Fortunately, in Ireland we have the festival of incoming Springtime on 1st February, le Féile Bríd – Imbolc, St. Brigid’s Day, the old feast of the fertility goddess Brighid vanquishing her crone/Cailleach aspect and arising reborn as the youthful Maiden. Imbolc then is a liminal time, another threshold to cross and begin 2018 in earnest.
Also most fortunate, Brigid/Brighid, whether as saint or goddess, is matron to poets and other ‘makers’. So her feast is special to bards and poets, songwriters and artisans, craftspeople of every ilk or silk, and to healers. For in making and creating, we manifest cures, too.

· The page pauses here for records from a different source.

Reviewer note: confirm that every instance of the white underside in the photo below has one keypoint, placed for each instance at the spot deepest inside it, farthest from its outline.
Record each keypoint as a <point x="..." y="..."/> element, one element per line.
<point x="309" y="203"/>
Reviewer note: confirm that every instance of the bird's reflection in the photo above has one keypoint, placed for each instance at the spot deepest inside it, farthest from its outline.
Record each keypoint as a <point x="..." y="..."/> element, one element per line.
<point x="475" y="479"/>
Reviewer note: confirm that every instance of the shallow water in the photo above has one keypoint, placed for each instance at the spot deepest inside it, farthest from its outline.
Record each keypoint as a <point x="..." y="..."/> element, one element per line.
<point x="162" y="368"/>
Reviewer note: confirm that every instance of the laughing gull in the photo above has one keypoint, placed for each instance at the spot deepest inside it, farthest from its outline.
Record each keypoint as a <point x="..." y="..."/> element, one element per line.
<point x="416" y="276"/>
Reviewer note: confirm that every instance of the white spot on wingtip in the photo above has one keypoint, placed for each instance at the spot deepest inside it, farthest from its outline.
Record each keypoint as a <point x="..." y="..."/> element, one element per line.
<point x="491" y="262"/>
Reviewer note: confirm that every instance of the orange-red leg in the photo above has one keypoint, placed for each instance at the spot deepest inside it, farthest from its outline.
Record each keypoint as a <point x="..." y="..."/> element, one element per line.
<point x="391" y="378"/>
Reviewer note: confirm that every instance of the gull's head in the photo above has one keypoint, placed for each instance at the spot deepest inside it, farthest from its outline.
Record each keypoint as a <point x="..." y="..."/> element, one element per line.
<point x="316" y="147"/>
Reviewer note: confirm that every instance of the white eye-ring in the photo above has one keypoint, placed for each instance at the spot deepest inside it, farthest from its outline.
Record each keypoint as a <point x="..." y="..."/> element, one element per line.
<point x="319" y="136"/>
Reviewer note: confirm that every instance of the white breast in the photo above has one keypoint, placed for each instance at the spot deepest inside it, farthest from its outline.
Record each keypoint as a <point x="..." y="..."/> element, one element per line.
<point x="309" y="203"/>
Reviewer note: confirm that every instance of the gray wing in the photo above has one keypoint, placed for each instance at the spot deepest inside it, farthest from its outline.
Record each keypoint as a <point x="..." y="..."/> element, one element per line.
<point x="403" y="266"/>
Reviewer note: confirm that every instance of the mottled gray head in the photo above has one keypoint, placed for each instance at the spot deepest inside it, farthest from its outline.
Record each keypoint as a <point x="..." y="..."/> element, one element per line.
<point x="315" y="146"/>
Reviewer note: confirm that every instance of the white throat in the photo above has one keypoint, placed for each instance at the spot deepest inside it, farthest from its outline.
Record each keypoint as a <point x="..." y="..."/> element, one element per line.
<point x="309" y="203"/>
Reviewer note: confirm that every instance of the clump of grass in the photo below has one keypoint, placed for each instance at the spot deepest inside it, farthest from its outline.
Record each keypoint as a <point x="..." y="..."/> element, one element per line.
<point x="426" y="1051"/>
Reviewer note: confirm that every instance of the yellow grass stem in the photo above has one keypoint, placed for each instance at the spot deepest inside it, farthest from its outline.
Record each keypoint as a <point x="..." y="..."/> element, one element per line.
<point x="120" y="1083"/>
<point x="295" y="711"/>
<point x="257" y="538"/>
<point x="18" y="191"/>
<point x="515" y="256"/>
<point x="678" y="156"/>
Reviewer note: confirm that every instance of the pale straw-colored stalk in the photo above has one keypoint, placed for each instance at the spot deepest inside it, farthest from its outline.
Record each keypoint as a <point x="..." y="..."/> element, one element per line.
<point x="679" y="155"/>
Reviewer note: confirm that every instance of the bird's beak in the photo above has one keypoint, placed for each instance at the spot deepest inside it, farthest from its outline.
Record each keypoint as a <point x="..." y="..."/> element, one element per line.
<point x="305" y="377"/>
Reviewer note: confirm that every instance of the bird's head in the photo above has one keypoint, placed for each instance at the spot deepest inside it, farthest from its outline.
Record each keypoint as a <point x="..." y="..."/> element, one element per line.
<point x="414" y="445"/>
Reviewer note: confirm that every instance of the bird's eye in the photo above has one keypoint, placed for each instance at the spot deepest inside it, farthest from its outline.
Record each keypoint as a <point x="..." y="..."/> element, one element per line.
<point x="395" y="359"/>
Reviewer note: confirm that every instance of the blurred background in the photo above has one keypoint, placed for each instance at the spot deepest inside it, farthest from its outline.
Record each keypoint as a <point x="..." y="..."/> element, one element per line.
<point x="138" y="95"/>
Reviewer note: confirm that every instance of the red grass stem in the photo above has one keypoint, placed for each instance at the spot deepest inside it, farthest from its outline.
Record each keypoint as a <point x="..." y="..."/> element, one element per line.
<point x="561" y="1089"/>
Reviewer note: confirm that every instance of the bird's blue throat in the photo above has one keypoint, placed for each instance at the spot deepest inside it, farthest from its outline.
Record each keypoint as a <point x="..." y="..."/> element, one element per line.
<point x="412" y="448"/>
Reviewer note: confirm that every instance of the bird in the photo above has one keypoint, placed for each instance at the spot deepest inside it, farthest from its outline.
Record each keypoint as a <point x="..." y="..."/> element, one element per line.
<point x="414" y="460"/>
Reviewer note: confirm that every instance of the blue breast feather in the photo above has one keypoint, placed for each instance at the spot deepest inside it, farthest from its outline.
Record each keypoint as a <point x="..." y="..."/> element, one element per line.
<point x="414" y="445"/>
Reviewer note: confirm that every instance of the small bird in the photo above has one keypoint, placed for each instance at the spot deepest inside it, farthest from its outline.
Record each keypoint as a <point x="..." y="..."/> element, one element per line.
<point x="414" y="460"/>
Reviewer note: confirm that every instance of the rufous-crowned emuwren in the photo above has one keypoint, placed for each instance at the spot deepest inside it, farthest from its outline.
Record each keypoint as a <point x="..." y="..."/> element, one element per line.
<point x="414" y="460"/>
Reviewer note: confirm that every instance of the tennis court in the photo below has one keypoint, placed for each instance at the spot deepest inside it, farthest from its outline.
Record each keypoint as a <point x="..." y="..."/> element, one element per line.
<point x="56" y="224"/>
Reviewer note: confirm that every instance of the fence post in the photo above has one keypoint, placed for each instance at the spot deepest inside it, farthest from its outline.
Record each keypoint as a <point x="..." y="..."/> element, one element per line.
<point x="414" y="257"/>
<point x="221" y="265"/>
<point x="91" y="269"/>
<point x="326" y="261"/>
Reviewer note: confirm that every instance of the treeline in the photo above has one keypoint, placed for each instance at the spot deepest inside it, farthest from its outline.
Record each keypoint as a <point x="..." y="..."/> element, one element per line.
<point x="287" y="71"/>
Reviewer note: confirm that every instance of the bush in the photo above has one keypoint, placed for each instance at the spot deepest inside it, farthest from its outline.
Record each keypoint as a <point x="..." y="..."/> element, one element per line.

But, back to thresholds. The cover boy for this blog is a wild cat that I have been taming this since autumn 2016 when he began to attach himself to our property. First, we gave him a kennel. Now he has a basket beside a radiator. Building trust has been slow and painstaking – and I have the scabs from claw marks to prove it! Being formerly feral, he may never completely let go of fear. He may accept our food, love, comfort and care enough to come in from the cold. But will he be able to cast out fear enough to love us in return? That remains to be seen. In the meantime, he and The Old Dog have formed an alliance of aloofness. All they require of one another is that they share oxygen proximally. Another brick in Felix’ House of Belonging, as poet David Whyte styles it.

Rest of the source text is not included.